O passo seguinte pode ser o famoso e polêmico Efeito Dunning Krueger: a arrogância da ignorância. A pessoa sabe tão pouco sobre um determinado assunto que pensa que sabe mais que a maioria. E não consegue sequer perceber a extensão da sua ignorância.
Paciência. Cedo ou tarde, todos nós queremos parecer espertos, ou até úteis. Mas, combinada com a tecnologia e a paranóia, essa prática pode levar a deepfakes, extremismos etc.
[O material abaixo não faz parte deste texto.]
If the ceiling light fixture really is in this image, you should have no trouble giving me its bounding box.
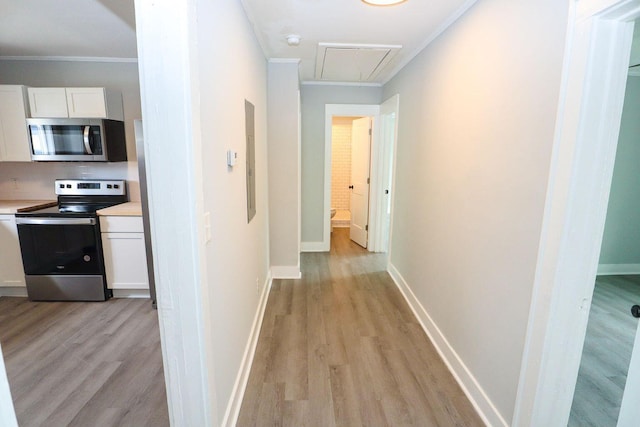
[362,0,407,6]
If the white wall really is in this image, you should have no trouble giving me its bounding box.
[0,60,142,201]
[268,61,300,277]
[301,85,382,242]
[383,0,569,423]
[600,76,640,274]
[196,0,269,425]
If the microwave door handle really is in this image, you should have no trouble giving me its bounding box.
[82,126,93,155]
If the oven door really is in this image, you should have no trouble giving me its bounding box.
[16,217,108,301]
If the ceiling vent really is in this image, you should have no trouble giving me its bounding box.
[316,43,402,82]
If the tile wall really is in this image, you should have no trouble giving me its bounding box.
[331,117,354,210]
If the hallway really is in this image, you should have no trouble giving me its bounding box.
[237,229,483,426]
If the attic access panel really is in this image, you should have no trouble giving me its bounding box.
[316,43,402,82]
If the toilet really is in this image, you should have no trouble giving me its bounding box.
[331,208,336,233]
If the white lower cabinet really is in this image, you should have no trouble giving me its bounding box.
[100,216,149,289]
[0,215,26,287]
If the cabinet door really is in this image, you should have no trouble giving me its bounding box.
[0,215,26,287]
[0,85,31,162]
[28,87,69,118]
[102,233,149,289]
[66,87,107,119]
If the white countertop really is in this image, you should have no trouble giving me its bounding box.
[96,202,142,216]
[0,200,57,215]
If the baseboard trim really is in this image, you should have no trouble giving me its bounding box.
[221,274,273,427]
[0,286,28,297]
[300,242,330,252]
[387,262,508,427]
[271,265,302,279]
[113,289,150,298]
[598,264,640,276]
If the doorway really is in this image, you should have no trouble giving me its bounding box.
[512,0,640,426]
[569,70,640,426]
[331,116,373,248]
[321,95,399,252]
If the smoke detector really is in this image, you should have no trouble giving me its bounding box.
[287,34,300,46]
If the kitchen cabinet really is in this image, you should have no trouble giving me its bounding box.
[100,216,149,289]
[28,87,124,120]
[0,85,31,162]
[0,215,26,287]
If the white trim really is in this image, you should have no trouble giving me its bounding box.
[0,346,18,427]
[300,80,383,87]
[268,58,300,64]
[598,264,640,276]
[512,0,640,426]
[221,276,273,427]
[322,104,380,250]
[271,265,302,279]
[387,263,508,427]
[382,0,478,85]
[0,286,28,297]
[0,56,138,64]
[113,289,151,304]
[300,242,331,252]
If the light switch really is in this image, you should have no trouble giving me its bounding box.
[204,212,211,243]
[227,150,238,167]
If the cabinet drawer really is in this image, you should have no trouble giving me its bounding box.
[100,216,144,233]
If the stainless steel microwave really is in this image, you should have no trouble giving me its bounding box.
[27,119,127,162]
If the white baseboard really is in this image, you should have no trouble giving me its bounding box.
[387,263,508,427]
[0,286,27,297]
[221,275,273,427]
[271,265,302,279]
[300,242,330,252]
[598,264,640,275]
[113,289,150,298]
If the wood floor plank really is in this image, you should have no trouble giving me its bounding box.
[0,297,169,427]
[237,229,483,427]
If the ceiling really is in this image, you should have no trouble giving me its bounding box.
[0,0,475,84]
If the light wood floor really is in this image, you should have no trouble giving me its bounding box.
[0,297,169,427]
[237,229,483,427]
[569,276,640,427]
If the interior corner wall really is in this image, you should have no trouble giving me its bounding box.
[267,62,300,276]
[600,76,640,274]
[301,84,382,242]
[194,0,269,425]
[383,0,569,423]
[0,59,142,201]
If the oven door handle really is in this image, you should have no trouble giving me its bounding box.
[82,126,93,155]
[16,218,96,225]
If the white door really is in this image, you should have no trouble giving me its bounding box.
[349,117,371,248]
[618,310,640,427]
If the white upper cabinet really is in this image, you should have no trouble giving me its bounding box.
[28,87,69,118]
[29,87,124,120]
[0,85,31,162]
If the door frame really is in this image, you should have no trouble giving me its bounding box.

Não é exatamente difícil perceber o seu próprio ultracrepidarianismo. Difícil mesmo é pausar o processo logo que ele começa a se desenvolver. Quando você vê, já foi. Haja disciplina.
Maravilhas da comunicação.
Grito primal #
Que tal criar um Twitter pro áudio? Várias companhias estão investindo nessa ideia. A MIT Technology Review levantou alguns problemas que podem surgir, em especial com respeito à moderação. Ainda não existe um bom sistema de indexação de áudio, então moderar conteúdo seria algo muito caro e potencialmente ineficiente.
Se, hoje em dia, o Twitter já parece problemático, pense no que poderá acontecer ao removermos mais uma fricção (escrever) do ato de se comunicar. Minha nossa senhora do algoritmo: imagine poder ler algo, ficar puto, ser sequestrado pela amígdala, e sair gritando por aí, sem nem ter que digitar.
Eu passo essa, muito obrigado.
Aliás, talvez seja a hora de repensar esse esforço todo pra tornar a comunicação cada vez mais instantânea. No meu caso, geralmente, ela só me causa problemas. Mas, de repente, só eu que nasci com defeito.
De qualquer forma, segue uma sugestãozinha gratuita pros meus leitores capitalistas: algum de vocês poderia lançar um aplicativo que, sei lá, usando inteligência artificial, fosse capaz de ler e "entender" minimamente o conteúdo da mensagem, antes de enviá-la. E, então, o programa poderia fazer umas perguntas-chaves, relacionadas ao assunto. Só depois liberaria a publicação.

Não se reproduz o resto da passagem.